À Lau­rent, si sou­vent sac­ri­fié, Roger Plan­chon a accordé un statut étrange à côté de Tartuffe. Molière l’a réclamé, mais les mis­es en scène ont écarté le plus sou­vent ce point aveu­gle, ce per­son­nage muet qui accom­pa­gne le maître sans dire mot. Parce que dépourvu de paroles, Lau­rent se présente comme être de tous les pos­si­bles, espi­on ou amant, traître ou mes­sager, et son inter­prète d’alors, Michel Rask­ine, alter­nait l’ap­pari­tion inat­ten­due et le pas­sage fur­tif. Lau­rent est là sans être là. Le per­son­nage muet se place sur les bor­ds de la scène comme s’il souhaitait ne pas être absorbé par le dedans pour mieux dia­loguer avec le dehors. Le jeu cul­tive ici l’effacement, ver­tu de la sur­veil­lance ou impératif d’un amour illicite. Ne serait-ce pas une référence à Lau­rent le dou­ble qui accom­pa­gne cette fois-ci un lib­ertin déclaré, le Casano­va de Felli­ni ? 

Il faut dis­tinguer entre les per­son­nages de prox­im­ité — les con­fi­dents, les amis — qui se définis­sent par la rareté, voire l’économie extrême de paroles, et le per­son­nage muet. Les pre­miers sont réduits à un silence de cir­con­stance, silence social, silence par­tiel, qui témoigne de leur statut car la par­ti­tion réduite dont ils dis­posent est le signe de la posi­tion sec­ondaire qu’ils occu­pent. Le per­son­nage muet, parce qu’interdit d’accès à la parole, ou sim­ple­ment dépourvu, a encore moins d’incidence sur les choix et les actes dont il est sou­vent exclu. Il par­ticipe au cours des événe­ments sans l’affecter pour autant. Ain­si la Mère de SIx PERSONNAGES EN QUÊTE D’AUTEUR… Pour l’actrice qui l’interprète, la ques­tion se pose : com­ment jouer l’implication dans la tragédie famil­iale et en même temps la dépos­ses­sion de tout dis­cours ? La mère n’éprouve nul attrait pour l’extérieur, bien au con­traire, elle voudrait par­ler et pour­tant, parce que le père par­le, elle en est empêchée.
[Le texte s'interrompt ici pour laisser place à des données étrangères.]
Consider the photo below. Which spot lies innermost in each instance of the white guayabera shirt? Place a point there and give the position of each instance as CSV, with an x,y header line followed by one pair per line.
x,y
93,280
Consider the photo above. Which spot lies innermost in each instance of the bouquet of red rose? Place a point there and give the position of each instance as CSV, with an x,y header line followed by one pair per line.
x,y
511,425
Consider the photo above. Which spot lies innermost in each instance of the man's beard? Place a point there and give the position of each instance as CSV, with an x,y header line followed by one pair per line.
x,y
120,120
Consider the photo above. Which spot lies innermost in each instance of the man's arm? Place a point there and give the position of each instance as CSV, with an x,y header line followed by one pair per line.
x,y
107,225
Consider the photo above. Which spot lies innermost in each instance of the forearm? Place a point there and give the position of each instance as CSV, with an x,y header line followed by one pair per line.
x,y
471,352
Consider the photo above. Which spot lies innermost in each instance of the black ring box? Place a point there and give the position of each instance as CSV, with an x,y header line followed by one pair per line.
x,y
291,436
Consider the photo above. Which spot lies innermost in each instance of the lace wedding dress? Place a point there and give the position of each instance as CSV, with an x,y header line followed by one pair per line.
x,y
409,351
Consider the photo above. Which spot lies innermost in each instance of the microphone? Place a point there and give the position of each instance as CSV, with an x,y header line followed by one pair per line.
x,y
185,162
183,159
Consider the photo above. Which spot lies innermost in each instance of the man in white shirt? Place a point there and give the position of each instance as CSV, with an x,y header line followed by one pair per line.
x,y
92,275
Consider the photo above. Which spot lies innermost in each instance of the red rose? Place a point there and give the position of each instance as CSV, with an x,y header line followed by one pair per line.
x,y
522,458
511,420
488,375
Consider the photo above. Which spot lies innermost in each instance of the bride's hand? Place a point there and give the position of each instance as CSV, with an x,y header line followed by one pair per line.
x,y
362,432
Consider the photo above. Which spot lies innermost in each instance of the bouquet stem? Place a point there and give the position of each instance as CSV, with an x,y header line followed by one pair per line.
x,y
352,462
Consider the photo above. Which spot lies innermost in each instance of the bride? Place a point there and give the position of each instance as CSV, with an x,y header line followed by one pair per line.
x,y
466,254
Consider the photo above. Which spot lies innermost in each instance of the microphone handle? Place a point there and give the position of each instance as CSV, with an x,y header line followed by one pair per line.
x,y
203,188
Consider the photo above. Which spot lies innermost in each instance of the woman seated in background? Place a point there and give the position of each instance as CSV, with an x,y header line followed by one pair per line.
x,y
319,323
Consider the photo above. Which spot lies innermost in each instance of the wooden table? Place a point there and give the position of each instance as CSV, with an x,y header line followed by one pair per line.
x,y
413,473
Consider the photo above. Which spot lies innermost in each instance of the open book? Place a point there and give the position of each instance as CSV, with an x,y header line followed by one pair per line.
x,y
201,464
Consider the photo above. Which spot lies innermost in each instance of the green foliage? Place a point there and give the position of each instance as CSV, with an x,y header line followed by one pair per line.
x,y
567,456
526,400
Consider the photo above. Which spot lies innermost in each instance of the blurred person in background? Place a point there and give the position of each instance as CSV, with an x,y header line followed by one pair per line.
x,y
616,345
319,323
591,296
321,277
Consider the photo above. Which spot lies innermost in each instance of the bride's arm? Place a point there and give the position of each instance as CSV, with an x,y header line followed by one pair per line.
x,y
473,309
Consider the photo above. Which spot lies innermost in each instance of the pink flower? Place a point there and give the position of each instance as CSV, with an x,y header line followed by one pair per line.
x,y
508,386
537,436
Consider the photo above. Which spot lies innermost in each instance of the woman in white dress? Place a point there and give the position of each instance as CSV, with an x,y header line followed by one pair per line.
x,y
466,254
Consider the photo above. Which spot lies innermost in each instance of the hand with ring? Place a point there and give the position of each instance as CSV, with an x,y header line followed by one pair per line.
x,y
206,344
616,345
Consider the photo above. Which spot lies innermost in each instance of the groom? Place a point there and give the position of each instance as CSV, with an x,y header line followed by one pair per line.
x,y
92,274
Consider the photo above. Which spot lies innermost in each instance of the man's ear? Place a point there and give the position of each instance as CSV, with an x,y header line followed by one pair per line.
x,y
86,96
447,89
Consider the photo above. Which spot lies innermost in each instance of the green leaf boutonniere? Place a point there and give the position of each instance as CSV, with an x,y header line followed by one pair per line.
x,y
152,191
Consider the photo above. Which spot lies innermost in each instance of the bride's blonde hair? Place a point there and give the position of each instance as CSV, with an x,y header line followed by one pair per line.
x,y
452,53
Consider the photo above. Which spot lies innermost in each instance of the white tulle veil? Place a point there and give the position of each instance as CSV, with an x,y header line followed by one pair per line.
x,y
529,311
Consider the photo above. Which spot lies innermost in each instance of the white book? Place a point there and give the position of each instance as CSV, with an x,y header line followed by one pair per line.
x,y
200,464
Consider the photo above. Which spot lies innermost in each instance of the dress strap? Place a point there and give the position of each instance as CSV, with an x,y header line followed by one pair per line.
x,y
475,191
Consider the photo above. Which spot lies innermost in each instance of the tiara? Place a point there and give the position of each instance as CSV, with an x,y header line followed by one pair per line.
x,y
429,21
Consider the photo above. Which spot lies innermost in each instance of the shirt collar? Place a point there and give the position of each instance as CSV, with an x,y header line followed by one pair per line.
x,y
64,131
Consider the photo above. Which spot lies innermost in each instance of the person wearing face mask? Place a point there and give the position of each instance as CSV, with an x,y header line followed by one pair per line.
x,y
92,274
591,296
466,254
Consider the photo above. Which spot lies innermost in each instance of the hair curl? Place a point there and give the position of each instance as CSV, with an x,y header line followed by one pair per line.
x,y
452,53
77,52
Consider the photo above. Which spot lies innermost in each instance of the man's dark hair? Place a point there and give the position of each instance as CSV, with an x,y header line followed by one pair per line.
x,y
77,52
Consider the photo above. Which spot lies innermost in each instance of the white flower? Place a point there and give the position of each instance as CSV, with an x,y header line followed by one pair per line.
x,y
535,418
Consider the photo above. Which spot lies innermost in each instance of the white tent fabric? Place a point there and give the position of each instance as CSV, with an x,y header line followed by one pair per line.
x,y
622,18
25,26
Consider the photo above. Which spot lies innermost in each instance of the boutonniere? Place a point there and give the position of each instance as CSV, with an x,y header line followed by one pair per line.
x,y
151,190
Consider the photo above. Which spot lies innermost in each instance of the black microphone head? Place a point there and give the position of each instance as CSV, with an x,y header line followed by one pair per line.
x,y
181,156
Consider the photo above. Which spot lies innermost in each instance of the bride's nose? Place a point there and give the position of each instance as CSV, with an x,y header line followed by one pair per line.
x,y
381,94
Dans une mise en scène récente de Catali­na Buzoianu au Théâtre Boulan­dra à Bucarest, l’interprète de la mère, Mirela Gorea, fascine parce qu’elle com­mue le silence imposé en lan­gage plas­tique : les mains ser­rées, le cou décen­tré, les yeux éplorés…., elle devient Madone. La comé­di­enne use d’un réper­toire de signes pic­turaux tout en évo­quant un monde prim­i­tif où, faute de mots, les gestes se char­gent de com­mu­ni­quer le drame. Gestes rares, essen­tiels, gestes d’une plas­tic­ité aux pou­voirs expres­sifs extrêmes. Là où les autres s’égarent dans le dédale des mots, elle se dresse comme une idole de la douleur. Le manque se con­ver­tit en lan­gage du corps et le mutisme en élo­quence dis­crète d’une Marie égarée dans le monde bavard du théâtre. 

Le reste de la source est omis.